River policymakers must address diverse and often competing elements such as the environment, commerce, flood control, recreation, and land use—but from your point of view, what overarching values should guide how we use, treat, and manage rivers?
Keep in mind without adequate clean water, we don't have an economy, we don't have recreation, we don't have much of anything. The water doesn't need us to sustain itself, we need the water. And nothing, but nothing, is an adequate substitute. Above all, the health of the water should be first. Without that, our other systems are crippled.

How can we manage the conflict of private land use and the best management practices for our rivers?
The world is too small for a resource as essential as water to be governed by the whims and vagaries of private land use. We are all responsible, or should be, for the health of the water. Even here in the U.S., with all our "personal rights" we are responsible to each other and the land. As thorny as the issue is, the health of the water system has to be first in policy decisions.

How important is the development of a land-use plan in the watersheds that feed our rivers? Do you have a land-use plan?
If we don't have a land use plan, we have no control over the factors that contribute the health of the watershed. The Twin cities Metro-area has over 44 organizations that work together on watershed issues through a collaborative organization called the Watershed Partners. It is unique in its focus on collaborative education efforts. In addition, the Metropolitan Council has taken a strong leadership role in creating development and land-use studies and plans for our watershed.

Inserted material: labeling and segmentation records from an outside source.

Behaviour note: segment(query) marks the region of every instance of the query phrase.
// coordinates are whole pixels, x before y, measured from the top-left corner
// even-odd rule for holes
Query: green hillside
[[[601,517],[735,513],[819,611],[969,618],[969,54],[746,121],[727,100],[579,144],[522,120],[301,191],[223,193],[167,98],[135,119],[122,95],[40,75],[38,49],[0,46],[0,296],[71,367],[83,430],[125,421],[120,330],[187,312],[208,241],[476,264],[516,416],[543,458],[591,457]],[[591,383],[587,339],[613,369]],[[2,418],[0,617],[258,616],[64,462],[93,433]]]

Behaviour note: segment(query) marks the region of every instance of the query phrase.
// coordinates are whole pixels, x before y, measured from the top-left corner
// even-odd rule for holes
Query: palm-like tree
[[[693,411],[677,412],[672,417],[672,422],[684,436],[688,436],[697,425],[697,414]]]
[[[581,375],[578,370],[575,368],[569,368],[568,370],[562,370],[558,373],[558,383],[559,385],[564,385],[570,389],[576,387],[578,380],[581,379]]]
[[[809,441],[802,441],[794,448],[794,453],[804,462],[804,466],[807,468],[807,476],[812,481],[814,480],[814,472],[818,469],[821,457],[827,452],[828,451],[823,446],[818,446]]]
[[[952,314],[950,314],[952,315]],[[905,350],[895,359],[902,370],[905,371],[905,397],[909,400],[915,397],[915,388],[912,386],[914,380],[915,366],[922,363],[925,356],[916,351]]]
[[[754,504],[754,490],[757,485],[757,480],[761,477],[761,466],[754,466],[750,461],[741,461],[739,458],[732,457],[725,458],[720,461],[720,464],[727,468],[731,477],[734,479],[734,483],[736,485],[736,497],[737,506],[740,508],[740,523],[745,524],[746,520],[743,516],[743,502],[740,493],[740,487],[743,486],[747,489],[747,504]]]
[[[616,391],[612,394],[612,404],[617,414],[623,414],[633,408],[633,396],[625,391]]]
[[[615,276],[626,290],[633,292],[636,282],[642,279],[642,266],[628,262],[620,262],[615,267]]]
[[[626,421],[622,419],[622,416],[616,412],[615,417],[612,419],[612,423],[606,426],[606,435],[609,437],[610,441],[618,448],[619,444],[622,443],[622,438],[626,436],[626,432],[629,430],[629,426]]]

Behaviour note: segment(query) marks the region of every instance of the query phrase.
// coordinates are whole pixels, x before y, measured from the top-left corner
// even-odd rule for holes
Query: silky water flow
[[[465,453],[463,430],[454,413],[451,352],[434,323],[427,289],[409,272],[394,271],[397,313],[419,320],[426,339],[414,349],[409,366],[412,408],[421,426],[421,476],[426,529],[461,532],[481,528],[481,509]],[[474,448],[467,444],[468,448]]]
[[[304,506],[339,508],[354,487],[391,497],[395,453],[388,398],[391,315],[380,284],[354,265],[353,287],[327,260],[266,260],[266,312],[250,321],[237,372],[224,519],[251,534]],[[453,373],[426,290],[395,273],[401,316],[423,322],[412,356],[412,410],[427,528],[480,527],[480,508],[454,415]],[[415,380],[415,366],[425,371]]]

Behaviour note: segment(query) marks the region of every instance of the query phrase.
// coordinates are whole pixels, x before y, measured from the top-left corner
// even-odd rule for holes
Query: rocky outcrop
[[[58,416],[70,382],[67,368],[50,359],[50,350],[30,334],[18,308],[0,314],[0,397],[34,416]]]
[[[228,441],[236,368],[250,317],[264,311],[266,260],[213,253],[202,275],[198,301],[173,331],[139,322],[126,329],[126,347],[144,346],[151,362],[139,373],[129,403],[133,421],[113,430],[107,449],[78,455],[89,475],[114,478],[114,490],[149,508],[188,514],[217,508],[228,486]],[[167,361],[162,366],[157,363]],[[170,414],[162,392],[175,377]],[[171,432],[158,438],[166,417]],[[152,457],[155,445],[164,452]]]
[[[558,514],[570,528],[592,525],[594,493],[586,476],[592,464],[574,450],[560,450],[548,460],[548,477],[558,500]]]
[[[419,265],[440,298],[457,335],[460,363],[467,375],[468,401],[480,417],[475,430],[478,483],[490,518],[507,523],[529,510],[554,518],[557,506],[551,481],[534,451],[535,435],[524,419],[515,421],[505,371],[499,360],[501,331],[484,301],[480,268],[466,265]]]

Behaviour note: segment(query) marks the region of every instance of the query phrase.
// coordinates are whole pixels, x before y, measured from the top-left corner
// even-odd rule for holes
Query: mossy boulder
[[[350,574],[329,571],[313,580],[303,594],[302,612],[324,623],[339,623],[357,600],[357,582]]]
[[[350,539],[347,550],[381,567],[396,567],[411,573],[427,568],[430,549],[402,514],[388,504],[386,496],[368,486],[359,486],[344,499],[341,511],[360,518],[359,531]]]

What programs are available—and are more needed—to educate and inform citizens, river users, river property owners, and policymakers about river issues?
There are so many, it would be impossible to list them here. Please visit the Watershed Partners web site at http://cgee.hamline.edu/watershed
to see the partners, and for more information.

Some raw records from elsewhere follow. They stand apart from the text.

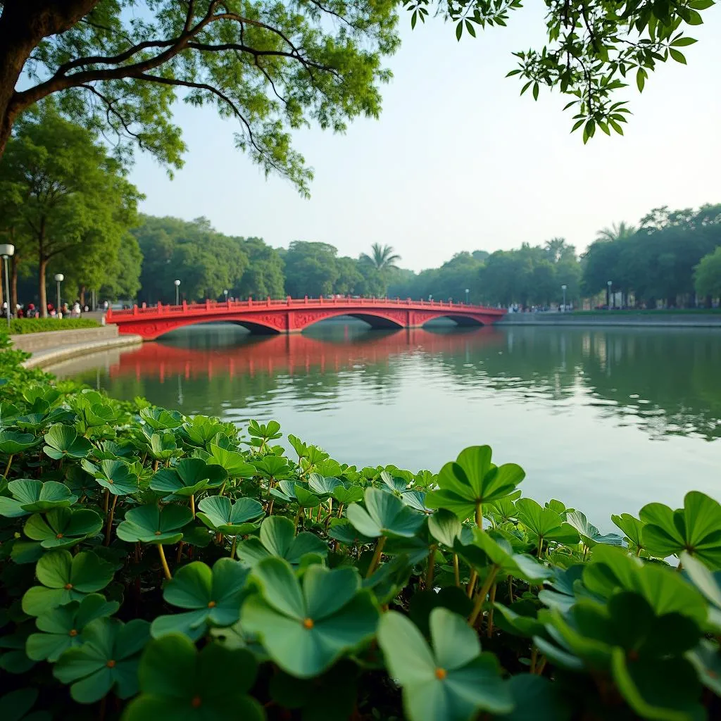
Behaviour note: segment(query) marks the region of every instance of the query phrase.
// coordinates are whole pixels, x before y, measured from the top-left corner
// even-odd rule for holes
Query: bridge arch
[[[384,313],[379,311],[337,311],[329,310],[321,314],[314,314],[309,319],[303,319],[301,324],[296,330],[304,331],[306,328],[311,328],[318,323],[322,323],[324,320],[332,320],[333,318],[356,318],[368,323],[371,328],[379,328],[384,329],[399,329],[406,327],[406,324],[403,322],[402,318],[396,314]]]

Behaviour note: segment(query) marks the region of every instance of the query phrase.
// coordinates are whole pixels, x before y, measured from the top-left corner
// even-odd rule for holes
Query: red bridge
[[[185,303],[180,306],[135,306],[130,310],[109,309],[108,323],[118,332],[136,333],[154,340],[176,328],[195,323],[224,321],[244,325],[257,333],[298,333],[318,321],[348,315],[374,328],[417,328],[434,318],[450,318],[459,325],[490,325],[505,311],[464,303],[401,301],[373,298],[287,298],[284,301],[227,301]]]

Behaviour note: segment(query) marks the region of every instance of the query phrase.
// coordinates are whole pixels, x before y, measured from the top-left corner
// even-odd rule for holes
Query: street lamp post
[[[61,273],[55,274],[55,282],[58,284],[58,306],[56,308],[56,313],[60,313],[60,284],[65,280],[65,276]]]
[[[15,246],[11,245],[9,243],[0,245],[0,255],[2,256],[2,259],[5,262],[5,298],[6,299],[5,302],[7,304],[7,310],[5,314],[7,317],[8,328],[10,327],[10,280],[7,272],[7,261],[8,258],[14,255]]]

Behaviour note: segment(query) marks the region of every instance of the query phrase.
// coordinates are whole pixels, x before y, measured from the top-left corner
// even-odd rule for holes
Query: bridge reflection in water
[[[110,366],[111,379],[134,375],[148,376],[161,383],[167,378],[187,380],[222,376],[254,377],[258,373],[275,376],[293,375],[317,369],[338,372],[359,363],[372,366],[386,363],[394,356],[422,353],[456,355],[468,349],[500,346],[504,335],[492,327],[466,332],[433,332],[417,328],[384,332],[373,331],[357,335],[345,328],[335,339],[320,339],[304,335],[254,336],[242,345],[218,348],[187,348],[168,343],[144,343],[140,348],[122,353]]]

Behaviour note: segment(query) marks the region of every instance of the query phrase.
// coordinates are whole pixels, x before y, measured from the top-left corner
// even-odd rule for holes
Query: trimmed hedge
[[[99,326],[92,318],[11,318],[10,335],[44,333],[50,330],[77,330],[79,328],[97,328]],[[0,319],[0,332],[7,332],[4,319]]]

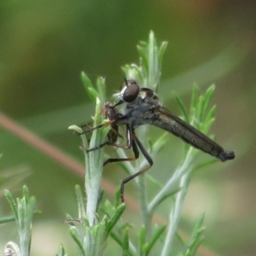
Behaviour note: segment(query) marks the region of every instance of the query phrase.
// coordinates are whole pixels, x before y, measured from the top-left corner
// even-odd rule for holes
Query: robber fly
[[[106,145],[123,148],[132,148],[133,157],[111,158],[104,163],[132,161],[139,157],[138,148],[146,158],[148,165],[143,170],[125,179],[121,184],[121,200],[124,202],[124,185],[148,170],[153,165],[153,161],[140,140],[137,138],[135,129],[142,125],[150,124],[172,133],[180,138],[190,145],[209,154],[223,162],[235,157],[233,151],[225,151],[215,141],[186,123],[162,106],[158,96],[154,91],[146,88],[140,88],[133,80],[125,80],[120,92],[114,95],[118,101],[113,104],[105,103],[105,115],[109,121],[90,131],[103,126],[111,125],[108,137],[108,141],[97,147],[86,150],[87,152],[100,148]],[[116,107],[125,103],[125,108],[118,111]],[[126,125],[127,145],[124,146],[116,143],[118,136],[118,126]]]

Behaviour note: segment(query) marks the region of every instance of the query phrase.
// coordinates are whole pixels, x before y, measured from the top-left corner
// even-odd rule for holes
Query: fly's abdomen
[[[208,153],[222,161],[234,158],[233,152],[224,151],[221,146],[190,124],[181,119],[178,122],[168,116],[160,115],[154,120],[152,124],[172,133],[190,145]]]

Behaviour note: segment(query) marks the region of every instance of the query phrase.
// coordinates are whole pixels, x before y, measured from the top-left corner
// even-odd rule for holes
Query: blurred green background
[[[80,138],[67,131],[90,121],[93,113],[81,72],[93,81],[106,77],[111,99],[124,80],[120,67],[138,61],[136,45],[153,30],[159,42],[168,42],[158,92],[164,105],[180,114],[173,92],[189,106],[193,83],[202,92],[215,83],[217,113],[211,132],[236,154],[234,161],[194,177],[180,227],[189,233],[205,212],[207,248],[216,255],[255,255],[255,13],[253,1],[1,0],[1,111],[83,164]],[[153,140],[161,134],[153,129]],[[16,173],[15,185],[4,180],[1,195],[8,188],[20,196],[26,184],[43,211],[35,218],[32,254],[54,255],[63,242],[76,255],[61,221],[65,212],[76,216],[74,185],[83,185],[83,179],[5,129],[0,137],[0,175]],[[150,174],[166,180],[181,160],[182,143],[170,135]],[[104,178],[116,186],[127,175],[115,164],[106,169]],[[24,180],[17,182],[21,175]],[[126,193],[136,198],[133,190],[130,184]],[[163,206],[163,218],[169,209]],[[10,212],[1,196],[0,215]],[[138,213],[127,211],[125,220],[132,221],[132,214]],[[0,251],[15,237],[14,227],[0,227]]]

How does Mississippi River quality change as it flows from the headwaters to the Twin Cities and beyond? What is Minnesota's accountability to the states that have to treat, filter, and use the water after it leaves Minnesota?
The water changes from nearly clear, sweet water at the headwaters to a yellow-brown in the Twin Cities. Just below the confluence of the Minnesota, it gets really nasty.

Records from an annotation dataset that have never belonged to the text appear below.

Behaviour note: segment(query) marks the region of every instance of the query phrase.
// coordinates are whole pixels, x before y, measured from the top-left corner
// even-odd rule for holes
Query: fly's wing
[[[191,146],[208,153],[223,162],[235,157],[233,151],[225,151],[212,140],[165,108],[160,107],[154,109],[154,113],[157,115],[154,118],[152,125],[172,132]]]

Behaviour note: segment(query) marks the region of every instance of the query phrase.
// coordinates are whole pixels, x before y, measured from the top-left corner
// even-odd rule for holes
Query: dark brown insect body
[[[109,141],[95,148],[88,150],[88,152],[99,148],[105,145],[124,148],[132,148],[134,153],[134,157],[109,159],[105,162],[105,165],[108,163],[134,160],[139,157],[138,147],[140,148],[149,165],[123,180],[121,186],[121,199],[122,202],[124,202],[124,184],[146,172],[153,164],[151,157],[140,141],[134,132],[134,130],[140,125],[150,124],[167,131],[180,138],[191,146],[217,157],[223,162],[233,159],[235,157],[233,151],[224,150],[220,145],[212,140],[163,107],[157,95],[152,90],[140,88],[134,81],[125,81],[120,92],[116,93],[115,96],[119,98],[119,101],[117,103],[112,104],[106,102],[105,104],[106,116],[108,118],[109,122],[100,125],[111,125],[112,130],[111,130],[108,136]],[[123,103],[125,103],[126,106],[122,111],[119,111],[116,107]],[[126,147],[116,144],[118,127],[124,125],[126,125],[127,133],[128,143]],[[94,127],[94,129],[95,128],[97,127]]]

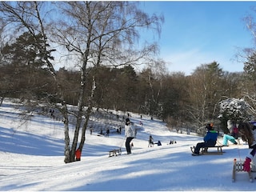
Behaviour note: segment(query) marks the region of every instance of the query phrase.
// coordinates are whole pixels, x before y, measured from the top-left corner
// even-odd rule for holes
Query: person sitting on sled
[[[236,126],[234,122],[231,123],[231,127],[229,129],[229,130],[230,134],[224,134],[223,135],[223,146],[228,146],[228,141],[233,142],[234,145],[238,145],[238,142],[235,141],[235,139],[237,139],[238,137],[238,128]]]
[[[218,133],[214,130],[212,126],[209,123],[206,125],[207,129],[206,135],[203,138],[203,142],[198,142],[194,148],[194,151],[192,154],[194,156],[199,155],[201,148],[207,146],[214,146],[216,145]]]
[[[249,172],[250,171],[250,162],[256,153],[256,130],[252,130],[249,123],[242,122],[238,126],[238,133],[242,139],[248,143],[249,149],[251,149],[243,164],[243,170]]]

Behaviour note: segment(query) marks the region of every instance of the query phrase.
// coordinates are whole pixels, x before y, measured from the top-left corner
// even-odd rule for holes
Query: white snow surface
[[[22,124],[20,110],[4,102],[0,106],[1,191],[235,191],[256,189],[256,180],[238,172],[232,182],[234,158],[244,160],[248,146],[223,147],[223,154],[192,156],[190,146],[202,142],[194,134],[170,131],[160,120],[132,114],[139,128],[126,155],[125,137],[86,134],[80,162],[64,163],[62,122],[34,114]],[[70,129],[70,135],[73,135]],[[162,146],[148,147],[149,135]],[[168,145],[170,140],[177,143]],[[72,139],[70,139],[70,143]],[[222,137],[218,138],[222,142]],[[122,155],[109,157],[109,150],[122,147]],[[216,149],[210,149],[216,150]],[[254,178],[256,176],[253,173]]]

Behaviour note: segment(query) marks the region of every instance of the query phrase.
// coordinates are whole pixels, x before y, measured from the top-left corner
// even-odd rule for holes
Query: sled
[[[119,148],[119,149],[110,150],[109,153],[110,153],[109,157],[118,156],[122,154],[122,150],[121,150],[121,148]]]
[[[237,172],[243,171],[243,164],[244,161],[237,161],[236,158],[234,159],[234,166],[233,166],[233,173],[232,173],[232,182],[235,182],[235,175]],[[244,171],[243,171],[244,172]],[[250,182],[253,182],[253,175],[251,174],[251,171],[250,170],[247,172],[249,174],[249,181]]]
[[[208,148],[218,148],[217,151],[208,151]],[[209,147],[202,147],[201,148],[201,151],[199,153],[199,155],[218,155],[218,154],[222,154],[223,151],[222,150],[219,150],[219,146],[209,146]],[[194,153],[194,146],[190,146],[190,150],[192,152],[192,155]]]

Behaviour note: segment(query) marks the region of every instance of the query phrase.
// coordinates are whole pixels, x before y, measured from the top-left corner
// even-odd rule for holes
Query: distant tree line
[[[216,61],[188,76],[167,73],[158,46],[139,41],[145,30],[160,34],[163,17],[147,14],[138,2],[1,2],[0,16],[1,102],[17,98],[58,110],[65,162],[82,150],[93,107],[148,114],[170,128],[218,121],[219,103],[230,98],[244,98],[255,109],[255,52],[247,52],[238,73],[223,71]],[[76,118],[74,135],[70,115]]]

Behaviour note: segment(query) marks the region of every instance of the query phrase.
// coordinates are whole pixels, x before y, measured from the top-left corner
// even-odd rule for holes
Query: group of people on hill
[[[229,127],[229,133],[223,135],[223,146],[227,146],[228,141],[237,145],[235,141],[239,134],[242,139],[248,143],[250,151],[246,157],[243,170],[250,171],[250,162],[254,158],[256,153],[256,122],[250,124],[249,122],[242,122],[236,126],[235,123],[232,123],[232,126]],[[192,154],[194,156],[199,155],[199,151],[202,147],[214,146],[218,139],[218,132],[214,130],[213,124],[207,124],[206,126],[207,129],[206,134],[203,138],[202,142],[197,143],[194,151]]]

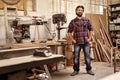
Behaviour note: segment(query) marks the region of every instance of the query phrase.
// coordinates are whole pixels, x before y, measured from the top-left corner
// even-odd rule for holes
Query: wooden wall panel
[[[20,2],[16,5],[8,5],[4,3],[2,0],[0,0],[0,9],[3,9],[5,6],[16,6],[18,10],[25,10],[24,6],[26,6],[24,3],[26,3],[27,0],[20,0]]]

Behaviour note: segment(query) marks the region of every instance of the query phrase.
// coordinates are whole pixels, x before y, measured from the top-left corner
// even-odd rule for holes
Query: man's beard
[[[82,17],[82,15],[83,15],[83,13],[76,13],[76,15],[78,16],[78,17]]]

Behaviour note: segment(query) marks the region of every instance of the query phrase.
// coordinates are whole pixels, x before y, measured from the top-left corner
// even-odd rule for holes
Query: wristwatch
[[[2,0],[4,3],[9,4],[9,5],[15,5],[17,4],[20,0]]]

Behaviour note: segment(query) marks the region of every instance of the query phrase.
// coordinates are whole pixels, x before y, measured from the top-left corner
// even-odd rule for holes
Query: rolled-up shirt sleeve
[[[89,30],[89,31],[93,31],[93,27],[92,27],[92,25],[91,25],[90,20],[88,20],[88,30]]]
[[[74,26],[73,26],[73,21],[71,20],[71,22],[68,25],[68,33],[72,33],[74,30]]]

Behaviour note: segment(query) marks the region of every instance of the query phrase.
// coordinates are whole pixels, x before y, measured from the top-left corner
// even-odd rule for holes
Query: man
[[[77,17],[71,20],[68,26],[68,35],[71,41],[74,43],[74,72],[71,76],[77,75],[79,72],[79,56],[80,51],[83,49],[86,63],[86,71],[90,75],[94,75],[91,67],[91,59],[90,59],[90,40],[93,34],[93,28],[91,26],[90,21],[82,17],[84,12],[83,6],[76,7],[76,15]],[[72,35],[73,32],[73,35]]]

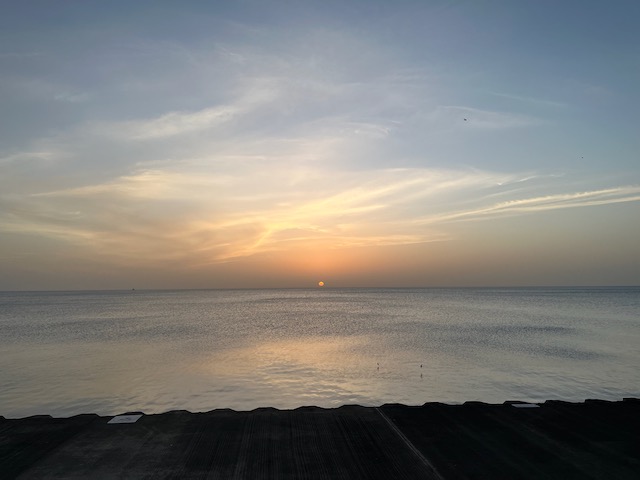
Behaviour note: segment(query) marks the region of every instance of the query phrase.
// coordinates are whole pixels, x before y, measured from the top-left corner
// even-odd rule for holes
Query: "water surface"
[[[0,415],[640,397],[640,288],[0,293]]]

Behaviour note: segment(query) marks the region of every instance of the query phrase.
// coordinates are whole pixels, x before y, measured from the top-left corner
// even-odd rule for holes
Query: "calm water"
[[[0,415],[640,397],[640,288],[0,293]]]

We have a responsibility to keep the water clean for those who live downstream, because everyone lives downstream from someone. We also have a responsibility to reduce our part of the non-point source pollution load that runs into the river from o9ur streets and parking lots.

How does air pollution affect our rivers? Air pollution, in the form of acid rain, has a major effect on water quality. Acids in the air — oxides of nitrogen and sulfur — react with the water and start a process in which mercury (also an air-borne pollutant) is converted into a form that is absorbed by fish, and stored in their fatty tissues. Because MN has no limestone to neutralize the acid, it is a particularly bad problem here.

What joint efforts (other than testing) have begun statewide to improve the quality of our rivers for drinking and fishing? MN is addressing non-point source pollution by education the public through efforts like those of the Watershed Partners. Farmers are learning about buffer strips, and conservation tillage. Overall, the state is working very hard to educate the players whose behaviors affect water quality.

What measures, if any, are being taken to alert the wide range of cultures living along our rivers not to swim in, drink, or eat fish from the waters of the Mississippi River? Advisories are posted in many languages along rivers and streams, but it will take much more education by many more partners to reach everyone.